Barium hydroxide i.e. $Ba{\left( {OH} \right)_2}$ is a chemical compound which is considered to be a strong base owing to its ability to separate completely into barium ions as well as hydroxide ions when it is dissolved in water.

Complete answer:
Normality or equivalent concentration of solution refers to a measure of concentration which is the gram equivalent weight per unit volume of solution (in litre). Normality of a solution can be calculated with the following formula:
$Normality = \dfrac{{Number{\text{ }}of{\text{ }}gram{\text{ }}equivalents}}{{Volume{\text{ }}of{\text{ }}solution{\text{ }}in{\text{ }}litres}} \\\ or \\\ Normality = \dfrac{{Weight}}{{Equivalent{\text{ weight}}}} \times \dfrac{{1000}}{{V(mL)}}$
This formula can be elaborated further to write it in terms of molarity.
$Normality = \dfrac{{Weight}}{{\dfrac{{Molecular{\text{ }}weight}}{n}}} \times \dfrac{{1000}}{{V(mL)}} = n \times \dfrac{{Weight}}{{Molecular{\text{ }}weight}} \times \dfrac{{1000}}{{V(mL)}} \\\ Normality = n \times Molarity$
(Here, n corresponds to the $e^-$ transfer)
In the question we are given the Molarity of $Ba{\left( {OH} \right)_2}$ as 0.025 M. We have to find out the Normality.
We know that $Ba{\left( {OH} \right)_2}$ is a strong base and it will dissociate completely on dissolution.

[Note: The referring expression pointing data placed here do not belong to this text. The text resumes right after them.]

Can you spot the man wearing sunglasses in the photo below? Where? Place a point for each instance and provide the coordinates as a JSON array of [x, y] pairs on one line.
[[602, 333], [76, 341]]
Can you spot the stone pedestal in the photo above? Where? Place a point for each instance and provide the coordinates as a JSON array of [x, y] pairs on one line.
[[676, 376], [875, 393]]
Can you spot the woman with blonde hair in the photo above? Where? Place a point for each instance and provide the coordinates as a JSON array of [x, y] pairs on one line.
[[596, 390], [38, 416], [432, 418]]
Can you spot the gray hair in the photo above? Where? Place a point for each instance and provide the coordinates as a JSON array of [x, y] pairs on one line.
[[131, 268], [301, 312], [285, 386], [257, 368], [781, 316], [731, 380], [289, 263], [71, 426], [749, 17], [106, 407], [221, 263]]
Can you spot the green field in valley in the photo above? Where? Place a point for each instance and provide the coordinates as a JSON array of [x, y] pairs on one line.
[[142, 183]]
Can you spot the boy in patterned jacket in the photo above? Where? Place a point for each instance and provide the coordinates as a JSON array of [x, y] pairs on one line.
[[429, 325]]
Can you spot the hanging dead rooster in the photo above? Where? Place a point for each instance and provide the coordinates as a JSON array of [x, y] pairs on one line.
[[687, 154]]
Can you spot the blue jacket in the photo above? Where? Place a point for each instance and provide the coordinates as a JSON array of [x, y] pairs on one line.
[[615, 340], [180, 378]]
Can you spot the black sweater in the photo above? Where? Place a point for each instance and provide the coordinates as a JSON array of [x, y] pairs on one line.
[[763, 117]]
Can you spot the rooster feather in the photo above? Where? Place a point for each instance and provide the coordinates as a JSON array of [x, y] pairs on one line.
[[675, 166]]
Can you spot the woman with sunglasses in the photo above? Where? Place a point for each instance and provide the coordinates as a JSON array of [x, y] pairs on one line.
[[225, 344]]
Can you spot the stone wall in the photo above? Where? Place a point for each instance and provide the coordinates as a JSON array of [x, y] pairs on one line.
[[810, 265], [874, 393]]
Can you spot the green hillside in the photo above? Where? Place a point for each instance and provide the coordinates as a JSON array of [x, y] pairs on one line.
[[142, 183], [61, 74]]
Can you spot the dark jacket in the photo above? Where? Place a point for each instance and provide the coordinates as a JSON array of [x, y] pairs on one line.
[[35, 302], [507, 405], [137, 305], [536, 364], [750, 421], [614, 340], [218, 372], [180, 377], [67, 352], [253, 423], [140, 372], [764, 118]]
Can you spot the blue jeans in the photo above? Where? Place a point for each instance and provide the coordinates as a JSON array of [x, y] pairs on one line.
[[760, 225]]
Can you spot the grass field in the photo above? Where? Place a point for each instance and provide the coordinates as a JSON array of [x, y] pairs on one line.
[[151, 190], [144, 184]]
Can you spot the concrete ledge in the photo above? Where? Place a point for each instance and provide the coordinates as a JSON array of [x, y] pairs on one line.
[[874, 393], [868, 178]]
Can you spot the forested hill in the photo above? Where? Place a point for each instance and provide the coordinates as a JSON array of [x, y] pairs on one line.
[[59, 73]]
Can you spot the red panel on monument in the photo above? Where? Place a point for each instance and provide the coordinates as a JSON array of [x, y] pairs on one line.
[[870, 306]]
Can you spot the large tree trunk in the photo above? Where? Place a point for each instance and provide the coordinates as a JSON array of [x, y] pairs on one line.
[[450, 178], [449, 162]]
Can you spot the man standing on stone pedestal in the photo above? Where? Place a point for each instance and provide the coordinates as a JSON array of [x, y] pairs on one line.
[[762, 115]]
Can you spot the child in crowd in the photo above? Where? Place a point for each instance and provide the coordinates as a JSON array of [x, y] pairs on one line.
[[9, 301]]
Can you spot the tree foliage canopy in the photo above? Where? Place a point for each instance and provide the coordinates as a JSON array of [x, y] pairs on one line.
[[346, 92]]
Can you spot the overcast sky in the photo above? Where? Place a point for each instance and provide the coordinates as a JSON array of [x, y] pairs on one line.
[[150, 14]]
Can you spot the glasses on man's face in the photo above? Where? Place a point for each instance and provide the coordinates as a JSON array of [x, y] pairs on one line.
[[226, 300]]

Thus we can write the equation as follows:
$Ba{\left( {OH} \right)_2} \to B{a^{2 + }} + 2O{H^ - }$
The equation indicates that each $Ba{\left( {OH} \right)_2}$ molecule dissociates to form 2 $O{H^ - }$ .
Thus, n = 2
Molarity = 0.025 M
Now substituting the values in normality formula, we get:
$Normality = 2 \times 0.025 = 0.050$ N

**Hence, the correct answer is Option A.

Note:**
1. Never get confused between the use of normality, molarity and molality as a measure of concentration. Molarity is the number of moles of solute particles per litre of solution. Normality is the gram equivalent weight per litre of the solution. Molality is the number of moles of solute particles per kilogram of solvent.
2. Most of the time, molarity is being preferred as the most suitable measure of concentration. In cases when the temperature of an experiment changes, then molality is preferred over other units of concentration. Normality is preferred most often in case of titration calculations.